Pour palier à cette situation, la cote d’ivoire et le Ghana ont mis en place en 2019, l’initiative cacao cote d’ivoire-Ghana (ICCG) dont le siège est à Accra et dirigé par Alex Assanvo, un ancien de l’industrie de chocolat, ancien directeur chez l’américain MARS Wrigley.

Un prix plancher de $2600 la tonne a été instauré en plus d’un différentiel de revenu décent de $400 la tonne, qui devrait permettre aux deux pays voisins de l’afrique de l’ouest, premier et deuxième producteurs et exportateurs mondiaux de cacao, de garantir des revenus conséquents à leurs millions de petits planteurs de cacao qui vivent dans la pauvreté, du fait de l’instabilité chronique des cours mondiaux de cacao.

Cependant, depuis l’instauration du prix plancher et du DRD avec l’assentiment de toute l’industrie du cacao qui a salué cette décision des deux pays, les traders, les chocolatiers et les broyeurs ont négocié à la baisse, le différentiel d’origine, une prime payée par le marché pour la bonne qualité des fèves ivoiriennes et ghanéennes.

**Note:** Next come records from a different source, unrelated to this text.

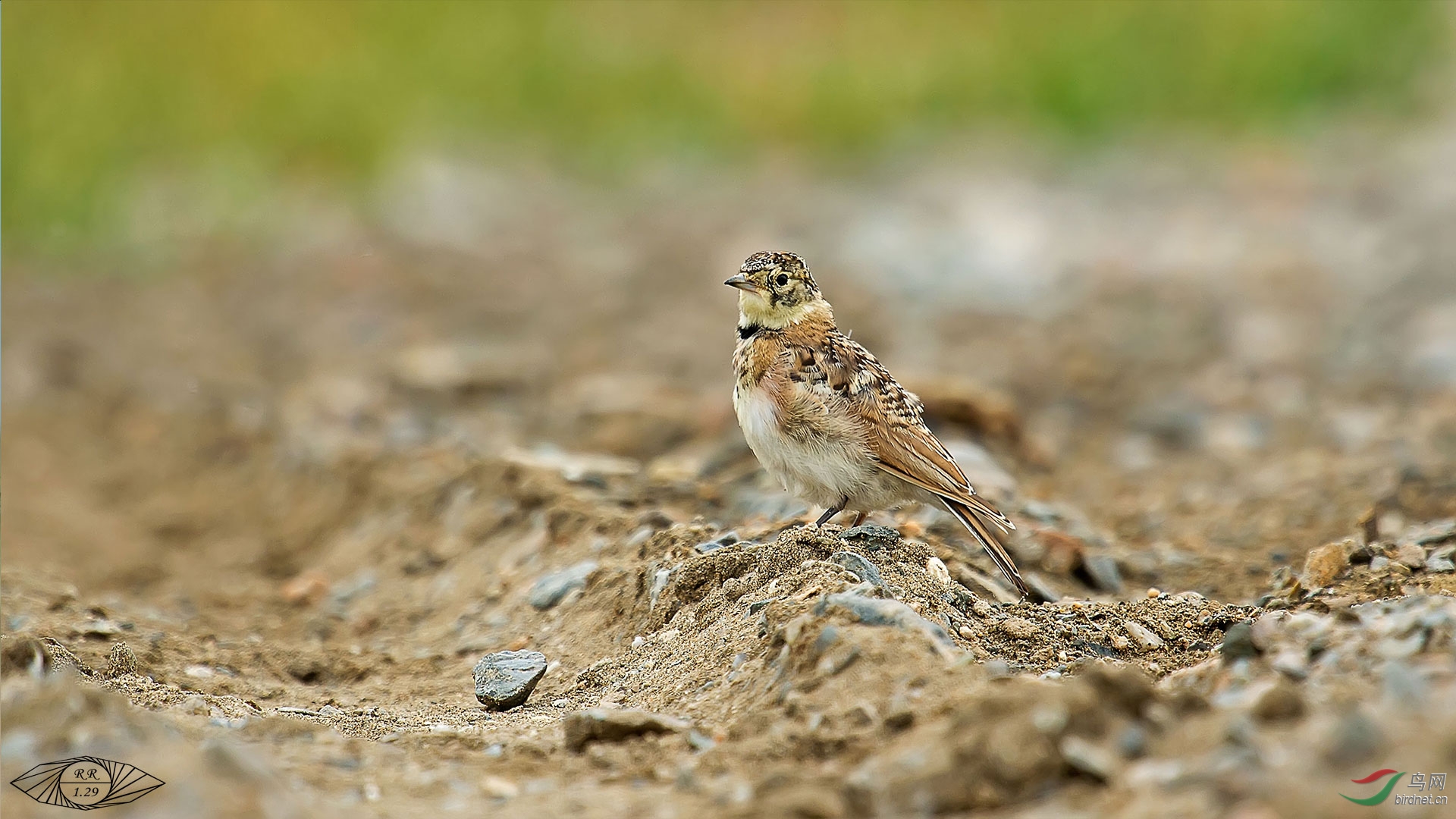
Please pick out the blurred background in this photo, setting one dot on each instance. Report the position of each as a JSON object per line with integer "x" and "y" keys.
{"x": 1183, "y": 270}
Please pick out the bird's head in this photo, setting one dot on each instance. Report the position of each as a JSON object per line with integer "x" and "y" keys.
{"x": 775, "y": 289}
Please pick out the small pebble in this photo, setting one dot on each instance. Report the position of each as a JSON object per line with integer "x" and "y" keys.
{"x": 1144, "y": 635}
{"x": 497, "y": 787}
{"x": 506, "y": 679}
{"x": 1410, "y": 556}
{"x": 555, "y": 586}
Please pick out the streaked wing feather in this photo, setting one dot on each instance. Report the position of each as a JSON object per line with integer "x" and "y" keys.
{"x": 843, "y": 372}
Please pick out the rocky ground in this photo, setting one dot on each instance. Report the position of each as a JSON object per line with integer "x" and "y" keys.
{"x": 268, "y": 526}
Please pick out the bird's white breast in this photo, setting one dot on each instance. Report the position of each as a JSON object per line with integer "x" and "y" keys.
{"x": 820, "y": 468}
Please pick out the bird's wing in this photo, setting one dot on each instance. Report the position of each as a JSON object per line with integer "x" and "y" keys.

Cette baisse du différentiel d’origine qui est passée en 2020 du positif au négatif jusqu’a récemment, n’a pas permis d’offrir aux planteurs de cacao un revenu décent et rémunérateur tel que voulu par les gouvernements des deux pays.

Ainsi, en Juillet 2022, le CCC et le COCOBOD, à travers le ICCG a pris la ferme résolution de fixer le différentiel d’origine à 0 pour la cote d’ivoire et à + 30 pound la tonne pour le Ghana et surtout de ne plus vendre de contrats d’exportation de cacao avec un différentiel d’origine négatif.

Cette décision, salutaire et importante pour la défense des intérêts des producteurs ivoiriens et ghanéens, est encore une fois boycotté par l’industrie du cacao et du chocolat qui traine les pieds pour respecter ses engagements pris lors de la signature du pacte économique à Accra et qui stipule que le DRD et un différentiel d’origine positif font partie des actions à mener sur le terrain pour une durabilité du secteur cacao dans les deux pays.

« Nous avons rappelé aux acteurs de l’industrie du cacao et du chocolat que la cote d’ivoire ne vendra plus de fèves de cacao avec un différentiel d’origine négatif » a indiqué Yves Brahima Koné , directeur général du CCC qui participe à Rome, cette semaine à la réunion de l’association européenne de cacao pour réitérer son message et sa position.

Preuve que les lignes commencent à bouger positivement en faveur du CCC et des planteurs ivoiriens, vendredi 9 Septembre 2022, Cargill, le géant américain de l’agro-alimentaire et premier acheteur et exportateur de fèves de cacao en cote d’ivoire, a acheté 25,000 tonnes pour la saison 2023/24 avec un différentiel d’origine positif.